Hoje, a cirurgia pode ser feita se houver situações de emergência ou se gestante solicitar o procedimento. 

No entanto, a opção pode trazer riscos para a mãe e o bebê como infecções e hemorragias. 

Como é o parto cesárea? 

A cesariana, como toda cirurgia, tem uma etapa de preparação, de duração e de recuperação. Saiba mais sobre cada uma delas: 


Preparação 

É sempre importante lembrar que a cesárea é uma cirurgia e por isso precisa de pequenas preparações.

Por exemplo, para evitar enjoos e vômitos durante o processo, a gestante deve estar com 8 horas de jejum de alimentos sólidos e 4 horas de jejum de alimentos líquidos, incluindo água.  

Outra preparação é conversar com o médico sobre todas as dúvidas e o tipo de anestesia, por exemplo. 

Durante

Ao chegar no centro cirúrgico, a mulher recebe a anestesia que, em casos normais, é aplicada na lombar. A picada não é dolorida, mas pode gerar algum desconforto.  

O tempo de reação varia entre 2 e 10 minutos dependendo do tipo da anestesia. Já a duração do medicamento perdura por 3 horas, em média. 

Assim que o efeito anestésico começa, a gestante é posicionada e a equipe médica começa a preparar-se para o parto. 

É feito um corte de aproximadamente 10cm na região da pélvis (abaixo do umbigo e acima da virilha), que rompe 8 camadas de pele, gorduras e músculo. 

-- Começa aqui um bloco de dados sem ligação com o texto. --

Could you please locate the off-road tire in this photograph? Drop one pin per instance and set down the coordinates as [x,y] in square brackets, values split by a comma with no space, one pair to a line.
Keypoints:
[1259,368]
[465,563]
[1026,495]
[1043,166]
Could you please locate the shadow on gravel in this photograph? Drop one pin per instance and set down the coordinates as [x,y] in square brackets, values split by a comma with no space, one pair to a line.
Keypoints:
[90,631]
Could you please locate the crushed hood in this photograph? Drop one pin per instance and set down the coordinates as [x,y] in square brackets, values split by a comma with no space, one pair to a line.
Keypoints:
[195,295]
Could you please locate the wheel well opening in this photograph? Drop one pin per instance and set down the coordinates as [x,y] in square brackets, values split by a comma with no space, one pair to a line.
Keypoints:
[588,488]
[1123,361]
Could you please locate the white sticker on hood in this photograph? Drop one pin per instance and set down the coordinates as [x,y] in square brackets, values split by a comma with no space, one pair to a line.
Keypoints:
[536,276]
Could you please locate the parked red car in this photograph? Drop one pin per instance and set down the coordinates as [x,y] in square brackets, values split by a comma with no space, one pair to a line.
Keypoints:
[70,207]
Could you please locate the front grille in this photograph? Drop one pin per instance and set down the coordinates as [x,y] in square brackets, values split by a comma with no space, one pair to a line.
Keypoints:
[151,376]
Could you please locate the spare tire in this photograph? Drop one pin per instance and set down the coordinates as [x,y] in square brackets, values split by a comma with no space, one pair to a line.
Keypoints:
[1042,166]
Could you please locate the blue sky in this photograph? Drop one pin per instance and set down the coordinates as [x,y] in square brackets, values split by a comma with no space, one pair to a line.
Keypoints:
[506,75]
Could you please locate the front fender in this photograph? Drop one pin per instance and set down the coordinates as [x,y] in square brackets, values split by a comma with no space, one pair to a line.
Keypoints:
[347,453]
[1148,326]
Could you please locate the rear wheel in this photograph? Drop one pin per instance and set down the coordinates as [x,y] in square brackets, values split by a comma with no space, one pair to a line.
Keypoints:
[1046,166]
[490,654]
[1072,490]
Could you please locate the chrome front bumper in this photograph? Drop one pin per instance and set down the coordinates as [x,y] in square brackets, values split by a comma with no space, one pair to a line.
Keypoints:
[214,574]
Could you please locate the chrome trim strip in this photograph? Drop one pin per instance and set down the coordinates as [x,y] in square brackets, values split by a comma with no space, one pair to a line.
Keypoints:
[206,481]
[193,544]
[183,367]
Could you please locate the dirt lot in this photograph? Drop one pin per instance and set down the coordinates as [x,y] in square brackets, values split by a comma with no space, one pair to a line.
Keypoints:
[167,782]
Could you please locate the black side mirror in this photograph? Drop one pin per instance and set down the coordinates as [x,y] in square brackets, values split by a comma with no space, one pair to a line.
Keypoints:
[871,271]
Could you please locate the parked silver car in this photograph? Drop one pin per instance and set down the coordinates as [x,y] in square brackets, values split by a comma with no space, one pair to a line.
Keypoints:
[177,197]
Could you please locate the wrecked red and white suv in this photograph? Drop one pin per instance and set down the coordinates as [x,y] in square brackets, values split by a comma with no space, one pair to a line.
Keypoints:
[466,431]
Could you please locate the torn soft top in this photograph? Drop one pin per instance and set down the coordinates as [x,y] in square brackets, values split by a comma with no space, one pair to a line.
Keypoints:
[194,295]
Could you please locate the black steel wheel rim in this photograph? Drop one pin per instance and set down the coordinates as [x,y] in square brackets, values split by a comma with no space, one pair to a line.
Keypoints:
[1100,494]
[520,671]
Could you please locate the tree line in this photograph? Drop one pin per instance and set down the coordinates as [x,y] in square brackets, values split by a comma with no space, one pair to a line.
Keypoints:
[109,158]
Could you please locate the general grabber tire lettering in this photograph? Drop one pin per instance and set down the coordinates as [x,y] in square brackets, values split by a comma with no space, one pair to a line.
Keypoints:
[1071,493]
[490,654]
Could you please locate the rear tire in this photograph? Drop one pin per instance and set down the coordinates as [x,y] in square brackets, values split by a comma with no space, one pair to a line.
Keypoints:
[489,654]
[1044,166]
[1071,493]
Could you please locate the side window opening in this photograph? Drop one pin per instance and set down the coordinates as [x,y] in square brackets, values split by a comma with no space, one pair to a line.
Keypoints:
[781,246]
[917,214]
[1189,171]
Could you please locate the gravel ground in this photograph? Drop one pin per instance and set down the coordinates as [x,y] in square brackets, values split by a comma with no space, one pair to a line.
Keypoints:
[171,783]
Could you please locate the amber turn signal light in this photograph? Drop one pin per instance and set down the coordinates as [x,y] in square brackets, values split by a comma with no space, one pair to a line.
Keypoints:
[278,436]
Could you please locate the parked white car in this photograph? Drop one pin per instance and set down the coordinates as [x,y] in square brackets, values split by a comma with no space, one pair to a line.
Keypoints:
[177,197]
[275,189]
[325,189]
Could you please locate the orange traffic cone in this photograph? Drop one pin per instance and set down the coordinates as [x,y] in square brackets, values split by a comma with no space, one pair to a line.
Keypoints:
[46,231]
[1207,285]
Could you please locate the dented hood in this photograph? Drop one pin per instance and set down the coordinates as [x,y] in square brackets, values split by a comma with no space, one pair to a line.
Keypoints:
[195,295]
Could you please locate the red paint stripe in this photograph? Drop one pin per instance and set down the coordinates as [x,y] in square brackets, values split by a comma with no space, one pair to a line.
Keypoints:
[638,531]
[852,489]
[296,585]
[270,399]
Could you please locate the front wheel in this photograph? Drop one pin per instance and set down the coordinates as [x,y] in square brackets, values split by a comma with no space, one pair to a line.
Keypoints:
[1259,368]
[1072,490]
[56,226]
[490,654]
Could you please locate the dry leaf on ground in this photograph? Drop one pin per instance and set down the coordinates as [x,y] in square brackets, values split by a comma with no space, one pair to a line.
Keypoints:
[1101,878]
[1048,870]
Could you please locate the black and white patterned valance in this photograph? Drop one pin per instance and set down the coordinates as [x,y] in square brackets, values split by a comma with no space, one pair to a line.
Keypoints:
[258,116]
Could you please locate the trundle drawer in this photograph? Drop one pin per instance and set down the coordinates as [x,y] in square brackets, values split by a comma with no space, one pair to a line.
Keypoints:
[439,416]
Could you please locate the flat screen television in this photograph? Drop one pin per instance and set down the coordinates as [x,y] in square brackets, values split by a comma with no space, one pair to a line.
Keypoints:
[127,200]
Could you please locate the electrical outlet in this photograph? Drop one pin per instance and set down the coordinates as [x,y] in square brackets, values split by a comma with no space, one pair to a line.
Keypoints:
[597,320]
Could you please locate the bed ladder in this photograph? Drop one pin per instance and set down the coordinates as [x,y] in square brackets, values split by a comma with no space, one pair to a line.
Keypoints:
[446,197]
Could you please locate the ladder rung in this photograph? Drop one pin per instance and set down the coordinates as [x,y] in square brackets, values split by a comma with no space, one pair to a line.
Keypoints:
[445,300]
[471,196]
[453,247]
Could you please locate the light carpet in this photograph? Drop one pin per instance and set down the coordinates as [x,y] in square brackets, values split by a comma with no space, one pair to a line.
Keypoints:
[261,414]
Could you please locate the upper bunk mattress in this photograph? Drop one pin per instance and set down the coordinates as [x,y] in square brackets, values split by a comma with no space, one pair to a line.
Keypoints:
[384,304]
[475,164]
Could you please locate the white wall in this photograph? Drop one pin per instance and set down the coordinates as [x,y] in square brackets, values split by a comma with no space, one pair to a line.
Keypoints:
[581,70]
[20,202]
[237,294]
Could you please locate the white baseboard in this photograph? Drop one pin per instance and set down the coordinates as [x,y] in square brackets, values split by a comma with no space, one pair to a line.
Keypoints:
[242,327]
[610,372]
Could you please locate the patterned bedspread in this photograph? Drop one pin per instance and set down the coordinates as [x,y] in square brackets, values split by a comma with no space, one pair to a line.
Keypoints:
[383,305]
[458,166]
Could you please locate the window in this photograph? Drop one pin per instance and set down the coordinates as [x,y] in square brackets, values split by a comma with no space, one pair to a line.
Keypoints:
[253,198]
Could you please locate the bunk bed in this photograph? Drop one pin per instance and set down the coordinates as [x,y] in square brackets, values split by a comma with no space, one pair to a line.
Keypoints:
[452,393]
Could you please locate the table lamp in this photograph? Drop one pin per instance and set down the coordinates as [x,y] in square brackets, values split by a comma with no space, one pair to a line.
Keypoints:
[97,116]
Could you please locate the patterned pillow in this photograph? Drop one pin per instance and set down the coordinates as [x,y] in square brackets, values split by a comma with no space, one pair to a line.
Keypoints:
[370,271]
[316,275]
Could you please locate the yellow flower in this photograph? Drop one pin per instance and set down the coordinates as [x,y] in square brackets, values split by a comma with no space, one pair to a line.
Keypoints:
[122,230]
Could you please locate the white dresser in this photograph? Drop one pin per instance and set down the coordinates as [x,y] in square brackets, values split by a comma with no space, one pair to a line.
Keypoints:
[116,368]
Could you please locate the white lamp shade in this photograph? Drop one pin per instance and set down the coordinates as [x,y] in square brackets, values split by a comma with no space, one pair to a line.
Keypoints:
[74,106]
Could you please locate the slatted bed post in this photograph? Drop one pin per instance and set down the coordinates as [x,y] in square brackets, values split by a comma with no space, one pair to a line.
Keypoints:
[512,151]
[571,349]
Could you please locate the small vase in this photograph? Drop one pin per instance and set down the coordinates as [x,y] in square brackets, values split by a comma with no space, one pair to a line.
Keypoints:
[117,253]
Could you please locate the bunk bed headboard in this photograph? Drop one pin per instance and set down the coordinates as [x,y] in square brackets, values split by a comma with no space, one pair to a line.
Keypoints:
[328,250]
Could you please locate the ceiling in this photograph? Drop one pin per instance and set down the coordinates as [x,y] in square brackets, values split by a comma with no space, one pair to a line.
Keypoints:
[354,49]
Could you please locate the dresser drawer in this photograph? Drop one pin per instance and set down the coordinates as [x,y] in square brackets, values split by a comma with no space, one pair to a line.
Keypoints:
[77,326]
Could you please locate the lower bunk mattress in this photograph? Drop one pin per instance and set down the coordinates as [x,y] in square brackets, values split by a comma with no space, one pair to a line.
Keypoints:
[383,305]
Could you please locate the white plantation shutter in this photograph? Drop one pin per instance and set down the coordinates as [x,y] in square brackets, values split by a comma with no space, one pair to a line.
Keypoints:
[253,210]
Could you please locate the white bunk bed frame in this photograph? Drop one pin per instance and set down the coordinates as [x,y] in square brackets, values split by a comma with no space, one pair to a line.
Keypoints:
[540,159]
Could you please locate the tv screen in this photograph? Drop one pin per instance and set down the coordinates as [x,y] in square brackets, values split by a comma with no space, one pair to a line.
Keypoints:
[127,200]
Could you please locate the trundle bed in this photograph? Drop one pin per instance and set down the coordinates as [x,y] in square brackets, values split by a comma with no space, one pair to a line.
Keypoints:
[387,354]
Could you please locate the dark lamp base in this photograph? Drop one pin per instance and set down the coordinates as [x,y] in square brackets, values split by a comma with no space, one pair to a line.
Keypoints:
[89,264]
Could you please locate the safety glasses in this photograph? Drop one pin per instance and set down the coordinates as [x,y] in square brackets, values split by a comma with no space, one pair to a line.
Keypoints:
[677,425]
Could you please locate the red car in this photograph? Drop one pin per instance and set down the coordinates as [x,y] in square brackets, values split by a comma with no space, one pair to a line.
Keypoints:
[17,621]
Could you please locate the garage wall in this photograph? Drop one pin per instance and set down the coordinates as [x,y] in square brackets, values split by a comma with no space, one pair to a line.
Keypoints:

Assim, o(a) obstetra tem acesso ao neném, que é puxado para fora pelo mesmo corte. 

Uma vez do lado de fora, o cordão umbilical é cortado e o bebê é avaliado pelos médicos, que verificam a oxigenação e outras funções vitais. 

Enquanto isso, outro(a) integrante da equipe médica cuida da limpeza da barriga da mãe, retira a placenta e começa a fechar com pontos cada uma das camadas que foi cortada. 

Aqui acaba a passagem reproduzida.